Build Your Own KnowledgeFund
KnowledgeFund should not only exist as something a consultant does to an organisation.
It should also be something an organisation can learn to do for itself.
This page reframes the KnowledgeFund method as a self-implementation guide for internal leaders, operators, architects, and transformation teams.
Table of Contents
The aim
The aim is to help an organisation build the internal capability to:
- make its work more legible
- reduce trapped and hidden knowledge
- connect decisions, workflows, systems, and context
- create a structure AI can actually work with
- improve contribution, reuse, and learning over time
This is not about buying a platform and hoping it solves the problem.

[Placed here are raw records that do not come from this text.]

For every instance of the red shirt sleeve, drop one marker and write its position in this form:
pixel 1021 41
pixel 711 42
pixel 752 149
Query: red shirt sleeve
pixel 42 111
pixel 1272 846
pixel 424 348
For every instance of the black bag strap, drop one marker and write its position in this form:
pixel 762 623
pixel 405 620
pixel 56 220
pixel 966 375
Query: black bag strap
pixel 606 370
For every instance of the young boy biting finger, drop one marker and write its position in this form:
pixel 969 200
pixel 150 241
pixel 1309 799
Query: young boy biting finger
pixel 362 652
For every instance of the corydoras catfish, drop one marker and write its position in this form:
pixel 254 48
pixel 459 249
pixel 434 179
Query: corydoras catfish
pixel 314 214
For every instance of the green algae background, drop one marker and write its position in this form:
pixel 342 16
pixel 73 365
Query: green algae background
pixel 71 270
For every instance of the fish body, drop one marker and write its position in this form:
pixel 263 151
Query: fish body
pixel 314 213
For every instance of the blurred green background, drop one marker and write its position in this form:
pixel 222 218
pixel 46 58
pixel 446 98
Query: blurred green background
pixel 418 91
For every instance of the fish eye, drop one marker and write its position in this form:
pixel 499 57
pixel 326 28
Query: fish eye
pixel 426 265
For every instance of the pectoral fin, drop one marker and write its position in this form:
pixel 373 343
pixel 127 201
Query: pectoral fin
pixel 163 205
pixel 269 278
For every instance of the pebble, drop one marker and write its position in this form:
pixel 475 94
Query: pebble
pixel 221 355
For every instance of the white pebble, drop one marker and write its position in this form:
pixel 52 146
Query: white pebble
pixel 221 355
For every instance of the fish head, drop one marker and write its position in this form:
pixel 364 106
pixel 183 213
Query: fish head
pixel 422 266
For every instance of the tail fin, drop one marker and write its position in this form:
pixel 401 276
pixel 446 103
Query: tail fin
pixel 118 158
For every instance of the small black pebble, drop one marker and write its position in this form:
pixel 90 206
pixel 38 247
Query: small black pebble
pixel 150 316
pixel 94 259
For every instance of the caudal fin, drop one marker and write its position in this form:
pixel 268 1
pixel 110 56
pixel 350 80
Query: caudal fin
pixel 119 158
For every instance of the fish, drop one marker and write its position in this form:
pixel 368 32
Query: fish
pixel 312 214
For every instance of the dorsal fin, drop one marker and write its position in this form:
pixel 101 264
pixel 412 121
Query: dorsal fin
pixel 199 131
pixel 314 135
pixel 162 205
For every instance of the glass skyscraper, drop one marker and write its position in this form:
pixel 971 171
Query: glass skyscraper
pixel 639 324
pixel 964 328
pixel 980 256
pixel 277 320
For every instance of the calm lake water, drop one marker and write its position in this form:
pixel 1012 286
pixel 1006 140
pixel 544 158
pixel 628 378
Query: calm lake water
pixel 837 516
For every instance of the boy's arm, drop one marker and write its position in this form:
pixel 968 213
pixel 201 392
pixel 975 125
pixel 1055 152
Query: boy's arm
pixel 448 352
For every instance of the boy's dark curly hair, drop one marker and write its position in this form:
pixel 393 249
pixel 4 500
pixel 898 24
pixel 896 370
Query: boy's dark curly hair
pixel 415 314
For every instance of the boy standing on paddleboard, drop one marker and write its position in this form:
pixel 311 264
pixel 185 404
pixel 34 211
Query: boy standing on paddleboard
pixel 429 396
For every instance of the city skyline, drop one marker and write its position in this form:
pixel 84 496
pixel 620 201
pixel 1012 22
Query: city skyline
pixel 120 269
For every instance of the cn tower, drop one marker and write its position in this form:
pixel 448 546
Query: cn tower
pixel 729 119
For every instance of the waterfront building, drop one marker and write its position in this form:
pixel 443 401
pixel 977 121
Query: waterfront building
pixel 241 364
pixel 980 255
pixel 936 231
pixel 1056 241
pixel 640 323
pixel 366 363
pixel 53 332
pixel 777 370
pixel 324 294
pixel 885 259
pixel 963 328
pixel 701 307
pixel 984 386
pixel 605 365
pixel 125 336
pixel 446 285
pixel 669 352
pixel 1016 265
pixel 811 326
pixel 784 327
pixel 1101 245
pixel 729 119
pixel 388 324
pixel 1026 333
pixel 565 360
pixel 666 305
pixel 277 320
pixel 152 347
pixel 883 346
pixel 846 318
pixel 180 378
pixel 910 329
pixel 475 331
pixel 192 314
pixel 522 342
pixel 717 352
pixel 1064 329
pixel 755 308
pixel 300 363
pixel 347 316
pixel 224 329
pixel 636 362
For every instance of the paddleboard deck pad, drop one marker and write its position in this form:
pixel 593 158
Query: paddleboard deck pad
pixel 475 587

It is about building the organisational layer that makes useful AI and better coordination possible.
Who should own it internally
A KnowledgeFund should not belong to one isolated function alone.
The best internal starting group usually includes a mix of:
- an executive sponsor
- an operational lead
- someone close to delivery or frontline work
- someone with architecture or systems thinking ability
- someone responsible for change, governance, or improvement
The goal is to combine authority, reality, and structural thinking.
A self-implementation sequence
1. Choose one bounded starting area
Do not start with the whole enterprise.
Start with:
- one workflow
- one business capability
- one team
- one recurring pain point
- or one cross-functional handoff area
Choose somewhere that is already expensive in confusion, delay, duplication, or hidden dependency.
2. Map the real work
Document the work as it actually happens.
Capture:
- major steps
- roles involved
- systems touched
- key artefacts
- decision points
- common delays
- common rework
- where people rely on memory, chat, or unwritten judgement
Do not model the idealised version. Model the real version.
3. Extract tacit knowledge
Interview the people who actually make the workflow function.
Pull out:
- rules of thumb
- hidden exceptions
- local workarounds
- quality heuristics
- escalation logic
- recurring failure patterns
- key dependency knowledge
This is where much of the real organisational capability is hiding.
4. Define the first ontology
Create a structured way to describe the key things in the chosen area.
This usually includes:
- goals
- roles
- workflows
- tasks
- systems
- clients or stakeholders
- artefacts
- decisions
- risks
- dependencies
- reusable assets
- gaps
Without structure, knowledge will just accumulate into a larger mess.
5. Create the first connected knowledge layer
Now start linking the pieces together.
For example:
- workflows to roles
- roles to systems
- systems to artefacts
- artefacts to decisions
- decisions to goals
- gaps to owners
- reusable patterns to the conditions where they apply
This is what turns a repository into a living organisational model.
6. Embed it into live work
Do not make the KnowledgeFund a side project or documentation tax.
It needs to be updated through real work.
That means:
- decisions should leave traces in it
- new lessons should be added during delivery
- repeated work should pull from it
- gaps should become visible while work is happening
- contribution should be part of the workflow, not an afterthought
7. Use AI carefully as an interpreter and guide
Once the structure is stable enough, use AI to help with:
- classification
- summarisation
- suggested links
- gap finding
- duplication detection
- surfacing relevant context
- helping people contribute with less friction
AI should help the organisation use and maintain the KnowledgeFund. It should not be treated as the designer of the organisation.
8. Create contribution and reuse rules
If the organisation wants this to live, it has to define what good contribution looks like.
For example:
- what should be captured
- what should be linked
- what counts as a reusable asset
- how gaps should be recorded
- who reviews changes
- how stale content is refreshed
- how reused knowledge gets recognised
9. Review and expand
Once the first slice starts working, review it honestly.
Ask:
- what became clearer
- what is still hidden
- where the ontology is weak
- where people still bypass the structure
- what AI could now help with
- what adjacent workflow should be next
Then expand into the next area using the same method.
What internal success should look like
A first successful KnowledgeFund slice should leave the organisation with:
- one domain that is more legible than before
- less dependence on hidden individual memory
- clearer connections between work, decisions, and systems
- better visibility of gaps and dependencies
- more reusable context for both people and AI
- a repeatable method for the next domain
Common mistakes
Avoid these traps:
- trying to model the whole company too early
- building a content dump without ontology
- treating it as a documentation exercise only
- making contribution feel like extra admin work
- expecting AI to compensate for weak structure
- leaving ownership vague
- treating the first model as final instead of evolutionary
When outside help still makes sense
Even if an organisation is doing this itself, outside support can still be useful for:
- diagnostic challenge
- ontology design help
- workshop facilitation
- implementation acceleration
- governance design
- capability coaching
But the long-term goal should still be internal capability, not permanent dependency.
The key mindset
The most important shift is this:
Do not ask, "What AI platform should we buy to solve this?"
Ask:
- where are we least legible to ourselves
- where does work depend on trapped knowledge
- what structure would make this part of the organisation easier to understand, reuse, and improve
- how do we make that structure part of everyday work
That is how an organisation starts building its own KnowledgeFund.